Search Engine (Python, MongoDB)
A TF-IDF search engine over the UCI ICS corpus with HTML-aware weighting, bigram indexing, PageRank, and a Flask JSON API.
Overview
I worked with a teammate to implement a production-style search engine for the UCI ICS corpus. The system builds an inverted index with token normalization and lemmatization, ranks results using TF-IDF combined with HTML tag importance and PageRank, and exposes a JSON API for search. We used Python for the pipeline, NLTK for preprocessing, BeautifulSoup for robust HTML parsing, and MongoDB for persistence and retrieval.
Highlights
- Inverted index over 37k+ pages with weighted tokens extracted from HTML, stored in MongoDB for fast aggregation queries.
- Ranking formula that multiplies TF, IDF, tag weight, and PageRank to surface authoritative matches.
- Bigram expansion of queries to capture short phrases.
- PageRank computation from outbound link graphs and persisted scores used at ranking time.
- Concurrent processing: multi-process indexing and multi-threaded TF-IDF computation and retrieval.
- Flask search API with CORS that returns top results with titles and snippets.
Architecture
- Data loading: bookkeeping map from document id to URL is inserted into
url_datain MongoDB. - Indexing: HTML is parsed, tokens are lemmatized and stop words removed; tag weights are applied; bigrams are generated; per-document token weights accumulate in memory.

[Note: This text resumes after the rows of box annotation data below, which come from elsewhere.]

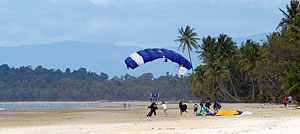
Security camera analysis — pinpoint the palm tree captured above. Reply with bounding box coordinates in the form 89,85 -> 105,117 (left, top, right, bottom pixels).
217,34 -> 239,99
175,26 -> 200,74
240,40 -> 262,102
276,0 -> 300,29
197,36 -> 240,102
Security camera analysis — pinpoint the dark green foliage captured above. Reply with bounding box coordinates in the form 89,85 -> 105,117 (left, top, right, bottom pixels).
191,0 -> 300,102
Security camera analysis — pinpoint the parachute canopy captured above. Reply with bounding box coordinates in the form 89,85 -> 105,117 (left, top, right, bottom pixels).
125,48 -> 192,72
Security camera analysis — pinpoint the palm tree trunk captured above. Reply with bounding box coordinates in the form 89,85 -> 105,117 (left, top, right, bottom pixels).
257,79 -> 264,95
251,78 -> 254,102
217,79 -> 241,102
188,48 -> 194,75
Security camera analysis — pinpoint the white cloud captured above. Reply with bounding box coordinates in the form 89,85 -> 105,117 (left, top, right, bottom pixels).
89,0 -> 117,5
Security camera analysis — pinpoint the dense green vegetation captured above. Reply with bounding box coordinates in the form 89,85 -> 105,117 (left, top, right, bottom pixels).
0,64 -> 195,101
191,0 -> 300,102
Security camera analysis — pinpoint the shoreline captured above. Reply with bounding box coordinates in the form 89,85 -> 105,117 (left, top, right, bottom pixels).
0,102 -> 300,134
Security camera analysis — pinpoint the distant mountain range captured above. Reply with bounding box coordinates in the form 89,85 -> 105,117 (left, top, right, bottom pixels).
0,33 -> 267,78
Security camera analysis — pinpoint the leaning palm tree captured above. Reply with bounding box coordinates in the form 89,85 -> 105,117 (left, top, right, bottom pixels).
216,34 -> 239,99
175,26 -> 200,74
276,0 -> 300,29
240,40 -> 263,102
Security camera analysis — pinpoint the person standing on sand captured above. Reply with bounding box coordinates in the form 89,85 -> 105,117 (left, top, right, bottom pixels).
128,103 -> 131,110
193,102 -> 198,115
179,101 -> 187,115
288,96 -> 293,104
205,99 -> 211,109
123,102 -> 127,111
161,101 -> 168,117
146,101 -> 157,117
200,100 -> 204,109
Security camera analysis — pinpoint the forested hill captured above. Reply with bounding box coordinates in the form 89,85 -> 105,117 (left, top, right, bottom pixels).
0,64 -> 195,101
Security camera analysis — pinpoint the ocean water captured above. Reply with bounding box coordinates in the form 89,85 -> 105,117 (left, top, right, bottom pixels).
0,103 -> 123,110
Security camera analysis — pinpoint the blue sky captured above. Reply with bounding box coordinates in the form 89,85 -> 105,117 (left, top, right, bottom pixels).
0,0 -> 289,47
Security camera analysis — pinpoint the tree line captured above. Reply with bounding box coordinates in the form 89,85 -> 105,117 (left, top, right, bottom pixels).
176,0 -> 300,102
0,64 -> 195,101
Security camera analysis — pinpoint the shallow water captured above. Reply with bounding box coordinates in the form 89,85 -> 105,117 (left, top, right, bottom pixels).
0,103 -> 123,110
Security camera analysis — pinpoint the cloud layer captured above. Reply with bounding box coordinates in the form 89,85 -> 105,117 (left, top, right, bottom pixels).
0,0 -> 285,47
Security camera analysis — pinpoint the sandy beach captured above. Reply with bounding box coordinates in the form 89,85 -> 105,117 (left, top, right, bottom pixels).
0,102 -> 300,134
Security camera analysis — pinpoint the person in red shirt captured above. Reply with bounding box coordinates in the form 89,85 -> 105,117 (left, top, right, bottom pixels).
283,97 -> 287,107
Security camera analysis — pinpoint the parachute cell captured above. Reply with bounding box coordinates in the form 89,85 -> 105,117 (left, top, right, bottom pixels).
125,48 -> 192,75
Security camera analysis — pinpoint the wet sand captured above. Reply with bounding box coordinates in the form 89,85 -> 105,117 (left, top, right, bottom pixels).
0,102 -> 300,134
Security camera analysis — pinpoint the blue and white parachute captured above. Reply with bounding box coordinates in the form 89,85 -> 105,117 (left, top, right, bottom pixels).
125,48 -> 192,75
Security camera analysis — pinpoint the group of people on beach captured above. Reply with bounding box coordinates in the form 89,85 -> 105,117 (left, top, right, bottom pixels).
146,98 -> 222,117
193,98 -> 222,115
146,101 -> 168,117
283,96 -> 293,107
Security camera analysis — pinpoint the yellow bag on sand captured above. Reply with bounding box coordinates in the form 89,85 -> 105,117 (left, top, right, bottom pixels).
216,110 -> 239,116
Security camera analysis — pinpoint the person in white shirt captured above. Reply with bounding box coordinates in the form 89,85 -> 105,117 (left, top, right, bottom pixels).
288,96 -> 292,104
193,102 -> 198,115
161,101 -> 168,117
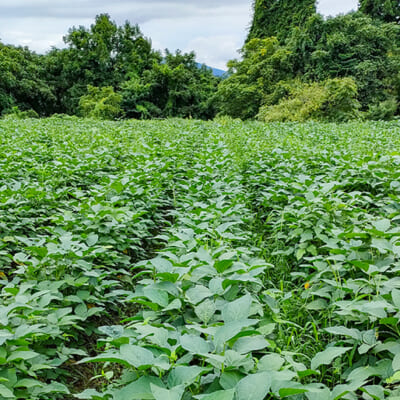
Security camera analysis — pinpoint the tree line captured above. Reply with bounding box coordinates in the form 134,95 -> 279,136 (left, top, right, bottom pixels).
0,0 -> 400,121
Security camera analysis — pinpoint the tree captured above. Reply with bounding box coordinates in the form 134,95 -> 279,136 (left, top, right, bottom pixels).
359,0 -> 400,24
79,85 -> 122,120
0,43 -> 55,115
46,14 -> 161,114
122,50 -> 219,119
288,13 -> 400,110
216,37 -> 293,119
247,0 -> 316,41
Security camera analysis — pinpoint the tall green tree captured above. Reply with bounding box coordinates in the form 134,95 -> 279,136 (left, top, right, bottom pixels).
359,0 -> 400,24
0,43 -> 55,115
122,51 -> 219,119
46,14 -> 161,114
247,0 -> 316,41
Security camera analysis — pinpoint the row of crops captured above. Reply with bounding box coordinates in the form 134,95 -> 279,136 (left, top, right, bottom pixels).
0,118 -> 400,400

- Link analysis: outbound links are extracted and a graph is built; PageRank scores are computed and stored.
- Scoring: TF-IDF is computed in parallel and multiplied by tag weight and PageRank; the result is written back to
collection. - Search: queries are preprocessed like documents, then MongoDB aggregation returns high-score postings which are combined into final rankings.
Technical Details
HTML-aware token weighting
We weight tokens based on tag importance to boost high-signal locations such as <title>, headings, and bold text. This produces better early-precision in results lists.
Bigram index for short phrases
After stop-word removal and lemmatization, we add bigrams like “artificial intelligence” to capture intent beyond single terms.
PageRank for authority
We build a link graph from extracted anchors, compute PageRank with damping, then inject those scores into the ranking multiplier, which favors well-referenced pages without ignoring relevance.
Parallelism
- Indexing runs with a process pool to parse and tokenize documents concurrently.
- TF-IDF uses a thread pool to compute token scores across the vocabulary.
- Retrieval queries per-token postings in parallel and merges scores thread-safely.
Data model in MongoDB
-
datacollection:{ document, url, links, main_content, page_rank }for snippets and link analysis. -
collection:{ token, documents: [{ document, score }] }for ranked postings and fast$unwind/$sort.
Ranking Formula
For token t in document d:
score(t, d) = tf(t, d) * idf(t) * tag_weight(t, d) * pagerank(d)
TF is frequency normalized by document token count. IDF is computed as log(N / df). Tag weight derives from the highest-value tag that emitted the token. PageRank comes from the link graph. Implementation uses precomputed IDF and PageRank maps for efficiency.
CLI and API
- CLI: an interactive loop accepts queries, times the search, and prints the top results with URLs and main content.
- API: a Flask endpoint accepts JSON
{ "query": "..." }and returns{ time_taken, total_docs, searched_top_n }for integration and demos.
How to Run
Prereqs: MongoDB running on localhost:27017, Python 3.8 or newer, and nltk, beautifulsoup4, pymongo, tqdm, numpy.
- Start MongoDB, then execute:
python src/main.py
main.py builds the index if absent, computes PageRank and TF-IDF, prints index statistics, and starts the interactive search loop. First run takes a few minutes on a typical laptop.
Results and Observations
- Early precision improves with tag weighting. Title and H1 tokens dominate top ranks for navigational queries.
- Authority bias from PageRank helps disambiguate head terms and reduces noisy pages that match only in body text.
- Throughput benefits from process and thread pools during indexing, scoring, and retrieval.
My Role
I focused on pipeline orchestration, HTML-aware preprocessing, ranking integration, and retrieval logic. Specifically: tag-weighted token emission, bigram expansion, TF-IDF computation with parallelism, and the search aggregator that merges per-token postings into final scores. I also helped wire PageRank into the score multiplier and structured the MongoDB schema for postings and snippets.
Appendix: Key Modules
-
preprocessing.pyfor tokenization, lemmatization, tag weighting, bigrams, link extraction, and snippet generation. -
indexing.pyfor multi-process indexing and inverted index creation. -
page_ranking.pyfor PageRank over the outbound link graph. -
ranking_calc.pyfor parallel TF-IDF with PageRank. -
mongodb_interaction.pyfor batch inserts and collection indexes. -
search.pyfor parallel retrieval and result formatting. -
tf_idf.pyas the orchestrator that builds the database, runs ranking, and prints statistics.